Cette décision vient en application du plan d’actions visant l’instauration de la vérité des prix levée progressive et la levée de la compensation sur les produits de base d’ici 2026. En
contrepartie, Il a été prévu deux rubriques cash transfert soit des indemnités qui seront
servies aux populations démunies de 697 MD et 585 MD.

A voir ce qui est stipulé dans la loi des Finances et ce qui est déclaré par le gouvernement on a l’impression que la Tunisie est dans le respect de ses promesses partant de la conformité des mesures prises aux engagements pris.
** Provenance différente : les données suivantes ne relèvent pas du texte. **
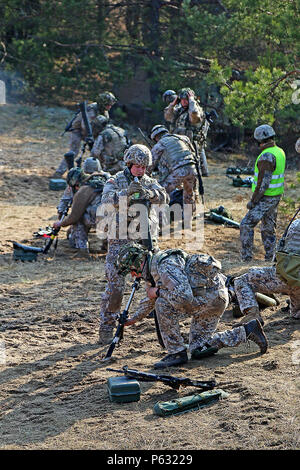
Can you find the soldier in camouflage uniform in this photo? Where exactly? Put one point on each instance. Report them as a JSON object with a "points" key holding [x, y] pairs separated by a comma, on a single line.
{"points": [[91, 165], [180, 283], [267, 189], [145, 191], [87, 193], [173, 155], [109, 145], [268, 280], [188, 118], [78, 132]]}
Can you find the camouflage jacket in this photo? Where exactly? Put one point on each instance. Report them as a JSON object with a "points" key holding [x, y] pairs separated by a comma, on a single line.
{"points": [[187, 121], [183, 280], [109, 147], [116, 202]]}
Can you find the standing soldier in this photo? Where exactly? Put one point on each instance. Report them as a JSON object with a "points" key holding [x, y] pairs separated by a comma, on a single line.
{"points": [[145, 191], [78, 131], [109, 145], [267, 188], [173, 155], [168, 97], [188, 118], [180, 283], [282, 278]]}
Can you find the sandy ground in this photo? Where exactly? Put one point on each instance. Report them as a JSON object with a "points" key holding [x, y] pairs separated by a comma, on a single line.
{"points": [[53, 383]]}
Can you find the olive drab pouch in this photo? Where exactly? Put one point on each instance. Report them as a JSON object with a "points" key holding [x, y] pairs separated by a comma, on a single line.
{"points": [[188, 403], [288, 267], [201, 268]]}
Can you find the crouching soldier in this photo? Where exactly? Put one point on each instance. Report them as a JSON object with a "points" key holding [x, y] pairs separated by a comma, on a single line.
{"points": [[282, 278], [179, 283], [86, 191], [174, 157], [120, 187]]}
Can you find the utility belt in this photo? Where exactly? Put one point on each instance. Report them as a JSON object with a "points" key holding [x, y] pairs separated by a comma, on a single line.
{"points": [[200, 291], [288, 267]]}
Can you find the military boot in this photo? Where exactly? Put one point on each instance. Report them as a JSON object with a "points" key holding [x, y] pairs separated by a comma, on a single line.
{"points": [[252, 313], [255, 333], [171, 360], [105, 337]]}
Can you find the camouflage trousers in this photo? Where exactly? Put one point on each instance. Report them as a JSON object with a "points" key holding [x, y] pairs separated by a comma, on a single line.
{"points": [[78, 236], [112, 297], [74, 142], [203, 326], [265, 281], [186, 176], [266, 213]]}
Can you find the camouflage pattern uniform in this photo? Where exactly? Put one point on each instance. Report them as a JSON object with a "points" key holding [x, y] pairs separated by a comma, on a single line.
{"points": [[109, 147], [173, 156], [191, 122], [267, 281], [186, 289], [264, 211], [83, 215], [116, 187], [78, 134]]}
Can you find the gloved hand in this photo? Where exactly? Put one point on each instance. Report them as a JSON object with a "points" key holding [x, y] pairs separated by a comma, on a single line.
{"points": [[134, 187], [250, 205]]}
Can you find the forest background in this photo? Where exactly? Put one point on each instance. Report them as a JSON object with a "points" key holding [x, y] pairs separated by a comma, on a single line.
{"points": [[240, 56]]}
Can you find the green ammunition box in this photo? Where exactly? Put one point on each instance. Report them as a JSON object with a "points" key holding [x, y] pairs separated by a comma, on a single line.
{"points": [[123, 389], [57, 184], [188, 403]]}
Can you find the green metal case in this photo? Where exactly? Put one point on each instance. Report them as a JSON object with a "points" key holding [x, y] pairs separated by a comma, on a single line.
{"points": [[123, 389]]}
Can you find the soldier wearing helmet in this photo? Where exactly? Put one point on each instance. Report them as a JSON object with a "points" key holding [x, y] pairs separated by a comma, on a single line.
{"points": [[188, 118], [85, 192], [125, 188], [267, 188], [173, 156], [109, 145], [191, 284], [78, 131]]}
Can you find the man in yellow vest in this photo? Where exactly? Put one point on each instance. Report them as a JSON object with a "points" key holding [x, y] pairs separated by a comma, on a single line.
{"points": [[267, 188]]}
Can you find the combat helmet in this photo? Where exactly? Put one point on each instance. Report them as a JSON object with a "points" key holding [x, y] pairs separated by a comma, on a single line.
{"points": [[157, 129], [106, 99], [91, 164], [184, 93], [264, 132], [169, 96], [138, 154], [130, 258], [75, 176]]}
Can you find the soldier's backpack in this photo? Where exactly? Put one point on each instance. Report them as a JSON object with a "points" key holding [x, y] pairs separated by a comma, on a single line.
{"points": [[288, 264]]}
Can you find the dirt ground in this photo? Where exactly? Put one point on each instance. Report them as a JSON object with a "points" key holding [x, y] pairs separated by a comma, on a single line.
{"points": [[53, 383]]}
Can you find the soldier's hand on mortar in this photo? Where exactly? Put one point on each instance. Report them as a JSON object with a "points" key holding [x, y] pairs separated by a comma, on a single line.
{"points": [[134, 187], [250, 205], [130, 321], [151, 292], [56, 224]]}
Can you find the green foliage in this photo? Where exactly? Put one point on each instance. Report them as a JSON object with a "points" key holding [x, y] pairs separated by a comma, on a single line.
{"points": [[249, 102]]}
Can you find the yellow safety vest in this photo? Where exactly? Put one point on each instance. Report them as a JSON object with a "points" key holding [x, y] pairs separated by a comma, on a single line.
{"points": [[276, 185]]}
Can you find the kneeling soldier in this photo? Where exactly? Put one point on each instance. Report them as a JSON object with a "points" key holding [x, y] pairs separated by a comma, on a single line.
{"points": [[185, 284]]}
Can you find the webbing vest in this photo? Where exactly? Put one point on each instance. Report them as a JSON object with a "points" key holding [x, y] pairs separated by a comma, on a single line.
{"points": [[177, 152], [276, 186]]}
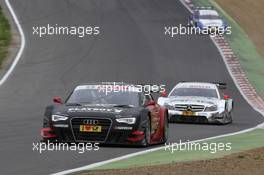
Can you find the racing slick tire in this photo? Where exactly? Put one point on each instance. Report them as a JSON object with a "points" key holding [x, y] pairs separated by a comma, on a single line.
{"points": [[228, 119], [165, 129], [146, 140]]}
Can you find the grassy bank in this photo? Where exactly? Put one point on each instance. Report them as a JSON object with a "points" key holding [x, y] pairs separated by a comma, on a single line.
{"points": [[5, 36]]}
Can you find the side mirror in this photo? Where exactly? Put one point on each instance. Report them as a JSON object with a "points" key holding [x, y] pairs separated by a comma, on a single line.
{"points": [[164, 94], [57, 100], [151, 103], [226, 97]]}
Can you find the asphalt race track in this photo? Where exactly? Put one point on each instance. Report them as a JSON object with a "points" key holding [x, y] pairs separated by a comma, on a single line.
{"points": [[131, 47]]}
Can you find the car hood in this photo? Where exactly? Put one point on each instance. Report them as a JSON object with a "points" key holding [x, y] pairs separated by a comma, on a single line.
{"points": [[211, 22], [96, 110], [191, 101]]}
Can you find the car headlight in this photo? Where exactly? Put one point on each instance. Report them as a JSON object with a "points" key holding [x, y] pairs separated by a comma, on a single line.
{"points": [[211, 108], [130, 120], [56, 118], [200, 25], [169, 107]]}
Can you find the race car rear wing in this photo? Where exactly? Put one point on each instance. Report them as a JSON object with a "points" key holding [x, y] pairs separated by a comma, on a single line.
{"points": [[220, 85], [204, 8]]}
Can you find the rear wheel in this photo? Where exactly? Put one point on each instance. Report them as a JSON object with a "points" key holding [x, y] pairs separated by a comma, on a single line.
{"points": [[146, 140]]}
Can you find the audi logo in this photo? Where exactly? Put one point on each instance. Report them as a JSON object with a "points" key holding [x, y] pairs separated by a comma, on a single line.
{"points": [[90, 122]]}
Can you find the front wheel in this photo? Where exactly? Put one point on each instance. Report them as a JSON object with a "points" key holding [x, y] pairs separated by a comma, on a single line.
{"points": [[165, 129]]}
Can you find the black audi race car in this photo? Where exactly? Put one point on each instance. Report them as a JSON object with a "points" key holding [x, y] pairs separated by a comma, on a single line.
{"points": [[93, 113]]}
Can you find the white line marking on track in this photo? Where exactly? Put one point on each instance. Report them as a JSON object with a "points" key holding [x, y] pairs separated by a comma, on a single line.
{"points": [[22, 44]]}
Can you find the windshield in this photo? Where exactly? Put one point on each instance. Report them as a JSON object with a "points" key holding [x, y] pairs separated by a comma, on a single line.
{"points": [[94, 96], [209, 17], [197, 92]]}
Il se trouve que mis à part les augmentations régulières de l’essence à la pompe, on ne voit pas d’autres réalisations en ce qui concerne les réformes.

Le Fonds monétaire international, attend, pour sa part l’application sur terrain des mesures
prises par l’Etat tunisien et ce n’est malheureusement pas visible. L’effectivité n’y est pas.

Sous d’autres cieux, FMI, GAFI et OCDE ont, d’un commun accord, changé d’approches.

Plus que la conformité, ils exigent, aujourd’hui, des réalisations. Ce fût d’ailleurs le cas avec le GAFI. La Tunisie ne fût retirée de la liste de l’Union européenne des pays présentant des carences stratégiques dans les dispositifs de lutte contre le blanchiment de capitaux et le financement du terrorisme qu’après mise en application des lois et réglementations sur terrain contrôlée par le GAFI et menée avec brio par la BCT.

Qu’en est-il de l’effectivité s’agissant des engagements pris avec le FMI ?

La loi 89-9 sur la gouvernance des entreprises publiques n’a pas encore été publiée sur le
journal officiel et attend la signature du Président de la République ce qui fait peser des
doutes quant à son effectivité.

On ne voit pas les compensations financières à servir aux classes démunies, pour remplacer les subventions de l’Etat. A fin février, nous ne savons pas si les listes des familles qui vont en profiter a été établie et comment elles vont en profiter. A notre connaissance, à ce jour, aucun smigard n’a reçu un mandat avec mention stipulant que c’est une indemnité en remplacement des subventions de l’Etat sur les produits de base.

En conclusion, reconnaissons que tant que le chef d’orchestre peu convaincu des réformes,
tardera à impulser la musique interprétée par les « instrumentistes » du gouvernement et à l’adopter, les relations avec les bailleurs de fonds internationaux seront difficiles.

Il faut maîtriser la clé pour pouvoir déchiffrer les notes d’une pièce musicale et il n’est pas dit que la complexité de l’économie et de ses notes peuvent-être saisies par le commun des
mortels.

Jusqu’à ce que les clés du chiffrement et du déchiffrement soient maîtrisés par l’ensemble
des acteurs, le FMI et la Tunisie suivront la formule : « Je t’aime, moi non plus ».